Prof. Dr. Venício Lima, meu amigo, brasiliense por opção, que hoje e aqui, em data tão significativa relança seu livro Comunicação e Cultura: As Idéias de Paulo Freire -

Autoridade presentes -

Professores e professoras -


Realmente exulto de alegria e de emoções outras por ter sido convidada para estar presente na Casa que representa o povo da Capital da República brasileira, no momento em que ela outorga a meu marido Paulo Freire, in memória,o título inédito de Patrono da Educação do Distrito Federal.
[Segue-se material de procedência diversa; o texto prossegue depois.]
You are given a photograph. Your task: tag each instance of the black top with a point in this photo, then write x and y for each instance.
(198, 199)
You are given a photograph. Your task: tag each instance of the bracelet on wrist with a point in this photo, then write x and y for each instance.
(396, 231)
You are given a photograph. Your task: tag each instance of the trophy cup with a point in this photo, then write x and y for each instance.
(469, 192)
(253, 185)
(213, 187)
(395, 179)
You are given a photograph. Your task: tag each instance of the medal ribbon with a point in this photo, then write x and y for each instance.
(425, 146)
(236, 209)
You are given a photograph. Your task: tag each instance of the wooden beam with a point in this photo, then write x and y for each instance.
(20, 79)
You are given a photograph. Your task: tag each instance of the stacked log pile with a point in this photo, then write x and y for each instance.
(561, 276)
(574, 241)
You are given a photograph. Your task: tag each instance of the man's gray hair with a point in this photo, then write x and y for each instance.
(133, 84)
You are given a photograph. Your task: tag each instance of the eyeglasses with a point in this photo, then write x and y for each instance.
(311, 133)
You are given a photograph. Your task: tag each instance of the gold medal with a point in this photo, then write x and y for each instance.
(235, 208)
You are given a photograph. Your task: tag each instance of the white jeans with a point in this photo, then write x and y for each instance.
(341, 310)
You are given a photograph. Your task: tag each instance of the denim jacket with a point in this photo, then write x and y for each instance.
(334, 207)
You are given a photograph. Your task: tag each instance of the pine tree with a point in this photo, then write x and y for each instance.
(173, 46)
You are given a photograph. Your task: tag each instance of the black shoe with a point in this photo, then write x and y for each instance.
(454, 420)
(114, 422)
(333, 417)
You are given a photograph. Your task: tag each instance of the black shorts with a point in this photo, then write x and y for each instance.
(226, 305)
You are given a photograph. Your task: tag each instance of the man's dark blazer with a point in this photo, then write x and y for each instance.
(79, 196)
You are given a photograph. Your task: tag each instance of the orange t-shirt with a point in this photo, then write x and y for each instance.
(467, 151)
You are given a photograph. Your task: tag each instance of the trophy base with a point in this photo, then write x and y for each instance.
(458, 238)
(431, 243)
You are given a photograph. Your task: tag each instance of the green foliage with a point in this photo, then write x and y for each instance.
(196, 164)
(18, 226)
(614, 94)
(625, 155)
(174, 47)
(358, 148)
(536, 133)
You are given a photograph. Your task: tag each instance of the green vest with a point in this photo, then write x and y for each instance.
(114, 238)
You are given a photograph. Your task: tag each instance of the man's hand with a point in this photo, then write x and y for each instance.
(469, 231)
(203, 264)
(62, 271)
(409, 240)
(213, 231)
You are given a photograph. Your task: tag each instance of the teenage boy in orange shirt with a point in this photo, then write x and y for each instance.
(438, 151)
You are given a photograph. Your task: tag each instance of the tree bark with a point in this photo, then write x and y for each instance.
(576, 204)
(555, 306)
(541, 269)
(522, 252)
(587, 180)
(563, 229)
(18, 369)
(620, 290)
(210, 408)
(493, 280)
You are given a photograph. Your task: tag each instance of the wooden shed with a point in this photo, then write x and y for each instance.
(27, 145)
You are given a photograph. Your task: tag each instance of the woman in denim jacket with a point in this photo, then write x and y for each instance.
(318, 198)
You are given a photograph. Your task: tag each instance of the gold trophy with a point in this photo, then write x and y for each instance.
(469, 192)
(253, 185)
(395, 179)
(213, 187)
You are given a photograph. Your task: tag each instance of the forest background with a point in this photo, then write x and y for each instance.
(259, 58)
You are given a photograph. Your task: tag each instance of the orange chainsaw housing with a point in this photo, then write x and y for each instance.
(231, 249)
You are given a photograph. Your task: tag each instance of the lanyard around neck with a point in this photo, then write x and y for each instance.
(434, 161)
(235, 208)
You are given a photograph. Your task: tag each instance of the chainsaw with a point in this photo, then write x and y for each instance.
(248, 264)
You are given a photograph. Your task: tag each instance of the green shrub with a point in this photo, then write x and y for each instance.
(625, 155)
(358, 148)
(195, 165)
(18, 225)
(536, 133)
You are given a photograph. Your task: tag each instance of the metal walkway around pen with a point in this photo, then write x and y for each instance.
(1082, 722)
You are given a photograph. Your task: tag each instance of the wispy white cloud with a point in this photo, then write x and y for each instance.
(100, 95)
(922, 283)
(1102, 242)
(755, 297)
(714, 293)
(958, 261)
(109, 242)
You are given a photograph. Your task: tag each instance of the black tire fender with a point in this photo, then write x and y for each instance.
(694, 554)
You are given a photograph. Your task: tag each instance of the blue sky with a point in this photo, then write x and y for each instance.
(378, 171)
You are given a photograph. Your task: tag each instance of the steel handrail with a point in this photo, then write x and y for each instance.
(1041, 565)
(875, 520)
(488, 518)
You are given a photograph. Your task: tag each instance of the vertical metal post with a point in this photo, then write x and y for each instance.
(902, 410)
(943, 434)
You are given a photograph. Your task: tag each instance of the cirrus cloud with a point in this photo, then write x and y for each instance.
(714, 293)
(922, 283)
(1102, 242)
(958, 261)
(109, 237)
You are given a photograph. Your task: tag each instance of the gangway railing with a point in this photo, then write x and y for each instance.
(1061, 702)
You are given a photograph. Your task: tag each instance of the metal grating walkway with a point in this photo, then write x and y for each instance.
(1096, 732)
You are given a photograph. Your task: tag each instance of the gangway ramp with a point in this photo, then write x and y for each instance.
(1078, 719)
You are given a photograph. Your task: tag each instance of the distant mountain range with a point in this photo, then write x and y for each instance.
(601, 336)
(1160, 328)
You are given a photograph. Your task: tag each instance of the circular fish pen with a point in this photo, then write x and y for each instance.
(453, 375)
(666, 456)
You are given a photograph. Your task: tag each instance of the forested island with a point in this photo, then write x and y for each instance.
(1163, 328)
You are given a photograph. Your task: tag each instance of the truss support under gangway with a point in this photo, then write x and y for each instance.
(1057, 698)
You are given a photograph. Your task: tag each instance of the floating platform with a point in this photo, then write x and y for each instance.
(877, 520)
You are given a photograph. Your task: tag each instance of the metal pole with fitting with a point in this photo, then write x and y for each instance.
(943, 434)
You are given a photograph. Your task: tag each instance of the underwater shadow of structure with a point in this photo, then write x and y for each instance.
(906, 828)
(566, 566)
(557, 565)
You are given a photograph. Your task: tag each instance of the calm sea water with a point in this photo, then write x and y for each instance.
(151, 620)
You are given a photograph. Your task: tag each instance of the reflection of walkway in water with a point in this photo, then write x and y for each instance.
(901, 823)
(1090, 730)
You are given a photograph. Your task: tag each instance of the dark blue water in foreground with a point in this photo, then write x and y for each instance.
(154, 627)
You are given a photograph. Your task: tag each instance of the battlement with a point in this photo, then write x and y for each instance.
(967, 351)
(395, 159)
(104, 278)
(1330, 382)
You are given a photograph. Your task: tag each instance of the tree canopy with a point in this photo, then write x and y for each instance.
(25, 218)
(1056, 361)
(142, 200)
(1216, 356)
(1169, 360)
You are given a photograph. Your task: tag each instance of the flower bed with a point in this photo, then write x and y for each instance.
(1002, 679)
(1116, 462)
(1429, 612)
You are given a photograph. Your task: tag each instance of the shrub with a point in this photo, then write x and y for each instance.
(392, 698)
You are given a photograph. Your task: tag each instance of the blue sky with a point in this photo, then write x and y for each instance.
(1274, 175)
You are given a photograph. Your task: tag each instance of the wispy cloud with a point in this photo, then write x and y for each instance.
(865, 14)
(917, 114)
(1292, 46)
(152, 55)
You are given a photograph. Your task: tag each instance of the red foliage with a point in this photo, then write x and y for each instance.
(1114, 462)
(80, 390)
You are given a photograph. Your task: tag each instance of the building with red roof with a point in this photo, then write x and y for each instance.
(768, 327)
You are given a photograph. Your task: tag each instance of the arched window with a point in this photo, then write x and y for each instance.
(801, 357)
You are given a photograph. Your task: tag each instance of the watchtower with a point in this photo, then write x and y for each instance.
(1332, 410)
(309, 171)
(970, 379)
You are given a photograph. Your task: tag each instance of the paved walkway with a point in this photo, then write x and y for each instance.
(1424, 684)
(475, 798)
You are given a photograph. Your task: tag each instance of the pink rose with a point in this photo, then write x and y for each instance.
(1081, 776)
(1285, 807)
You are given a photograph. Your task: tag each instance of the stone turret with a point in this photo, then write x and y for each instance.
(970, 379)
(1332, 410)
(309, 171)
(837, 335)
Ao ter acatado a proposta do Presidente da Casa e por estar esta nomeação se tornando públicano dia em que Paulo completaria 90 anos de vida, exatamente acontecendo na cidade que o consagrou no mundo como o criador de um Método de alfabetização revolucionário --- pois, foi aqui, que, em 1963 ele experimentou o que faria em nível nacional, a partir de 1964, infelizmente impedido de realizar seu ousado projeto pelo Golpe Militar – que tinha como objetivo alfabetizar o povo brasileiroresgatando a sua cidadania, o seu amor próprio, é motivo de regozijo para todos nós.

Brasília é, portanto, tanto quanto o Recife e Angicos no RN, um espaço emblemático aonde os oprimidos e analfabetos, objetos da subserviência e exploração dos dominadores seriam conscientizados e assim teriam a possibilidade de se fazerem sujeitos também da história.

Esta festa de hoje é significativa por todos estes motivos e me alegra particularmente que isto esteja acontecendo a partir do fato, que divulguei no Prefácio que eu mesma escrevi para o livro de Venicio Lima, hoje aqui lançado ao público:

 “Quando, ainda em 2010, coloquei no pé da minha página de cartas da internet: “2011 Ano Comemorativo dos 90 anos de Nascimento de Paulo Freire.”, tinha a intenção, obviamente, de mobilizar estudiosos e amigos  de meu marido adizerem a sua palavra sobre ele.

Frase simples e sincera foi a minha intenção de provocar nos verdadeiros freireanos a vontade e a responsabilidade de pensar e de sentir sobre a importância e a grandeza de Paulo. Quer pelos afetos generosos que ele distribuiu em profusão como parte de seu sentimento mais profundo de amorosidade e de comunicabilidade “molhadas” nas suas emoções como parte da sua existência humana mais autêntica, nunca negados, mas sempre aprofundados até o último dia de sua vida; quer pela sua enorme capacidade de nos fazer pensar. Pensar no outro e na outra com o outro e a outra, germe de sua compreensão doexistenciar-se humano e, portanto da comunicabilidade e de sua preocupação com a comunicação como diálogo para transformar o mundo.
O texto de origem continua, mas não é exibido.